Sinopec Engineering Group said it has entered into a deal to build a $3.1 billion plant in northern China to turn coal into petrochemicals, as China seeks to reduce its reliance on petrochemical imports.
Sinopec Engineering will be responsible for engineering, procurement and construction of the 18.67 billion-yuan project in Inner Mongolia, which it said would be the largest of its kind in the world.
The plant will produce 3.6 million tonnes a year of olefins – mostly ethyelene which is a building block for petrochemicals that are widely used in construction, textiles and automobiles.
China, the world's biggest net importer of oil, is a leading buyer of petrochemicals, and imports about 45 per cent of its ethylene. Sinopec Engineering, a newly listed unit of state-run Sinopec Group, said it would deploy a self-developed technology to make olefins from methanol, which can be extracted from coal.

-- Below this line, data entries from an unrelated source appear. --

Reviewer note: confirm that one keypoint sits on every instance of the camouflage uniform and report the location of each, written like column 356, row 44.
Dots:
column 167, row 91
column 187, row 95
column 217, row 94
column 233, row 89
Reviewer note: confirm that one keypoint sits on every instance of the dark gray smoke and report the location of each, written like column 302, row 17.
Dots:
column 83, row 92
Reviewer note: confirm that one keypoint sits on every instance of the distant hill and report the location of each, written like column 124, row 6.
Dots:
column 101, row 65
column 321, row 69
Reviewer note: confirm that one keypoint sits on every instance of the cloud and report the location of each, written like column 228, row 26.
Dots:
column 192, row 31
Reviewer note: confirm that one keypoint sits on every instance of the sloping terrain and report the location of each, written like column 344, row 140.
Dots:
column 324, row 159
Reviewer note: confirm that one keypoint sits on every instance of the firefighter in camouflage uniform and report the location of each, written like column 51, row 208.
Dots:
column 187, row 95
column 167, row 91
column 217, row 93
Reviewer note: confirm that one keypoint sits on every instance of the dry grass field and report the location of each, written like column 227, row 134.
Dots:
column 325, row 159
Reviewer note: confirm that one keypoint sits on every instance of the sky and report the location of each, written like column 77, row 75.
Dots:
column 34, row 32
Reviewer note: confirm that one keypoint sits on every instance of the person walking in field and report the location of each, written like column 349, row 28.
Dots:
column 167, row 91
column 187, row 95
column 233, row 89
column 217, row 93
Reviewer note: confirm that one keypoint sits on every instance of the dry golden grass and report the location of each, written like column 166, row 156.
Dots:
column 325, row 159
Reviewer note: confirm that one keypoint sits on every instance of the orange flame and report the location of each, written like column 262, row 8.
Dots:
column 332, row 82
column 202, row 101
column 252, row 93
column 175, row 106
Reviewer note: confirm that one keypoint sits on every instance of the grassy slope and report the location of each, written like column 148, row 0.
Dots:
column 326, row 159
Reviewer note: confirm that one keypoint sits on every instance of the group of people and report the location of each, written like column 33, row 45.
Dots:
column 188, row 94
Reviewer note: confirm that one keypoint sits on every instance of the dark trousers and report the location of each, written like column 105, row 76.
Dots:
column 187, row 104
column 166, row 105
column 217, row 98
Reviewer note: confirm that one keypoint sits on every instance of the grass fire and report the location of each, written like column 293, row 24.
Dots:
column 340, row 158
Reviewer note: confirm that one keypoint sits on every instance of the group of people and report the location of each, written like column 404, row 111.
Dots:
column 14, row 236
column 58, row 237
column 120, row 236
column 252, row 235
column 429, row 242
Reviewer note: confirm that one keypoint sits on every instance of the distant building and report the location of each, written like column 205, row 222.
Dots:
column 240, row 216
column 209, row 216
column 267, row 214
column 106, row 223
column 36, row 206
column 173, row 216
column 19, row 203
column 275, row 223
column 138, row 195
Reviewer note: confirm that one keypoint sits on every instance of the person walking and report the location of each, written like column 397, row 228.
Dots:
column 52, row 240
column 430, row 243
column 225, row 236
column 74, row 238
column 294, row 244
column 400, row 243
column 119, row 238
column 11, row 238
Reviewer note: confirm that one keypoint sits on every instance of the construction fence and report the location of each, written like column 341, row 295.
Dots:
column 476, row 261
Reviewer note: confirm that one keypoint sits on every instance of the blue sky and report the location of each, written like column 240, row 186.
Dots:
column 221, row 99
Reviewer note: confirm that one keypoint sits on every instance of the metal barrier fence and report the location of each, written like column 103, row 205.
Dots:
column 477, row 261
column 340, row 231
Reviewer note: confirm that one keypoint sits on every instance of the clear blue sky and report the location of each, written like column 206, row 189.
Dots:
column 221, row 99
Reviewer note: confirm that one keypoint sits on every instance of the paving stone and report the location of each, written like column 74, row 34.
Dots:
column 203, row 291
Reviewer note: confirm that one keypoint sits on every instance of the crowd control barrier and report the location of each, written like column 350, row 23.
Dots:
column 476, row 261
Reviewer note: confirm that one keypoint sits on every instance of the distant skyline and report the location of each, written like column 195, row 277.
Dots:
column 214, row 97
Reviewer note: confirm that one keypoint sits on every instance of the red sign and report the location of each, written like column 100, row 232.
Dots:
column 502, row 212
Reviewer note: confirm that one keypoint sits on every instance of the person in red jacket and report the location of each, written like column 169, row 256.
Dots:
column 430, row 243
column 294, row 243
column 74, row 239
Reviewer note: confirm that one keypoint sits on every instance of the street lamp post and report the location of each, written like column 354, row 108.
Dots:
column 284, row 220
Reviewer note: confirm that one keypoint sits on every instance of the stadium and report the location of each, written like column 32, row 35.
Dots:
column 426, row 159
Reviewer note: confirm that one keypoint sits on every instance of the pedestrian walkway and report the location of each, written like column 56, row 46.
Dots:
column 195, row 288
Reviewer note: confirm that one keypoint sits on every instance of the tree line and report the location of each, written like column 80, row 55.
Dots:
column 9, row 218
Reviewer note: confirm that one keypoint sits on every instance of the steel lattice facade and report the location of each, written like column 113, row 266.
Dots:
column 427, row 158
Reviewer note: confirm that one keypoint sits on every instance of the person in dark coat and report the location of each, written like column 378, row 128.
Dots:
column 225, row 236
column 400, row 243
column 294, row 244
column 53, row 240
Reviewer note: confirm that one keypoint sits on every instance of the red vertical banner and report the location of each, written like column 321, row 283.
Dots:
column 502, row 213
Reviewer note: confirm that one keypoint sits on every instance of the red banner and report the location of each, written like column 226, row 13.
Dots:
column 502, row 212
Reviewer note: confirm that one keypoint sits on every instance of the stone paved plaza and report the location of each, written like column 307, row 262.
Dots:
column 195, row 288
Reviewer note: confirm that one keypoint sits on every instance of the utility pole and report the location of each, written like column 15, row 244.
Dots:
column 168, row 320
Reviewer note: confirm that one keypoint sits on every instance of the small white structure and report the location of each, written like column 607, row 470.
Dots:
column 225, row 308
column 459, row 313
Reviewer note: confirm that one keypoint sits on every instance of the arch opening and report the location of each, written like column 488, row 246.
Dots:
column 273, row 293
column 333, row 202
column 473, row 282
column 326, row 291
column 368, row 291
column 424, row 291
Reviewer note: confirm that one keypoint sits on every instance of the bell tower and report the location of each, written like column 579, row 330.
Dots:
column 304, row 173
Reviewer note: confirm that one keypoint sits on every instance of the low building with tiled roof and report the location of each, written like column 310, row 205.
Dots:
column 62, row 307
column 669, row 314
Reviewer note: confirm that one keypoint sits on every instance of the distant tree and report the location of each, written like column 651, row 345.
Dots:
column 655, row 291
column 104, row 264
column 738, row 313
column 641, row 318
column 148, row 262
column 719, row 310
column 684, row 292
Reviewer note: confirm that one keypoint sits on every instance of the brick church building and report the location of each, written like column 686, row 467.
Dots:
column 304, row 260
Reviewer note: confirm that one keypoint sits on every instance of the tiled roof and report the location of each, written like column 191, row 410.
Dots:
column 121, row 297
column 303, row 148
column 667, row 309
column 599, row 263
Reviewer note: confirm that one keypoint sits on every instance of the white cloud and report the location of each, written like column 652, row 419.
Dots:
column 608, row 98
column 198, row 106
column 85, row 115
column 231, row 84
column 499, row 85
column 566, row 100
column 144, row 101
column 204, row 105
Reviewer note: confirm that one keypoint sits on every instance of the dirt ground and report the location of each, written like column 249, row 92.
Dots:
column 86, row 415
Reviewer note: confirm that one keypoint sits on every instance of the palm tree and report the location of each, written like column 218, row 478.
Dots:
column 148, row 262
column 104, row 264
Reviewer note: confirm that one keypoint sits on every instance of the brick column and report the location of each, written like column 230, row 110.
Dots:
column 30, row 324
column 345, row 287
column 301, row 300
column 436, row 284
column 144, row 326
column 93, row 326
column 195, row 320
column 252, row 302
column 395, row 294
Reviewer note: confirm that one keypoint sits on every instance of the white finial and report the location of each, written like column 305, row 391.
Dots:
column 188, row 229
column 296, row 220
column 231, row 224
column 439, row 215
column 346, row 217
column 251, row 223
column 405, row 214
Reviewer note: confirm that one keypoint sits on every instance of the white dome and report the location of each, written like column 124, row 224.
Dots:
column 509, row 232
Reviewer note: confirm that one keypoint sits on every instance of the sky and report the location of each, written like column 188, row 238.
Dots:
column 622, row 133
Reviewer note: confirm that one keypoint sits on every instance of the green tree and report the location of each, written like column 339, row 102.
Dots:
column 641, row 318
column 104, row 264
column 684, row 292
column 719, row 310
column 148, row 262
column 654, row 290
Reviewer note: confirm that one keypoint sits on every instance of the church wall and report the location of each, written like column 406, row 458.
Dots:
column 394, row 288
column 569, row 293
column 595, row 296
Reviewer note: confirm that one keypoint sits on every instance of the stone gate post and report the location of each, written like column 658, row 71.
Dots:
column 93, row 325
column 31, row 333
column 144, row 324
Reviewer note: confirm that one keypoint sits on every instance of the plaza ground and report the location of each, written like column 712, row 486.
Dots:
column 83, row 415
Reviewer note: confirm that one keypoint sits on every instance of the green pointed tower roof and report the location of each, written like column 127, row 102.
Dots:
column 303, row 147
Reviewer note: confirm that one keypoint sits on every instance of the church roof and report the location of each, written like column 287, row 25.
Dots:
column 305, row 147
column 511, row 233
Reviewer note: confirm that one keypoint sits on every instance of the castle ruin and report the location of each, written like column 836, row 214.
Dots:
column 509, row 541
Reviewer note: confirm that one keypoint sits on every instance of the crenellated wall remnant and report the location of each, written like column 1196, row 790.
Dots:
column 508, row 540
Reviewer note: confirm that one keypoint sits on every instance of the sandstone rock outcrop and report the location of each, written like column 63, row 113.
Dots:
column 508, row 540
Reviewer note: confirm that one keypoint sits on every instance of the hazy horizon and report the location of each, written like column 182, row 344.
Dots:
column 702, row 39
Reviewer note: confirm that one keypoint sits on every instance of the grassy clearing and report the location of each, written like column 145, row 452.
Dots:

The coal-based process is cost competitive versus China's conventional way of making petrochemicals from more costly naphtha, a refinery product processed from crude oil. "Sinopec has long realised that it needs to diversify feedstocks for making ethylene," said Yan Kefeng, an analyst with consultancy IHS Cera.
The plant, at Uxin county of Inner Mongolia's Ordos city, is owned by Zhong Tian He Chuang Co. Ltd, a joint venture which has Sinopec Corp and China Coal Energy Company among its main investors.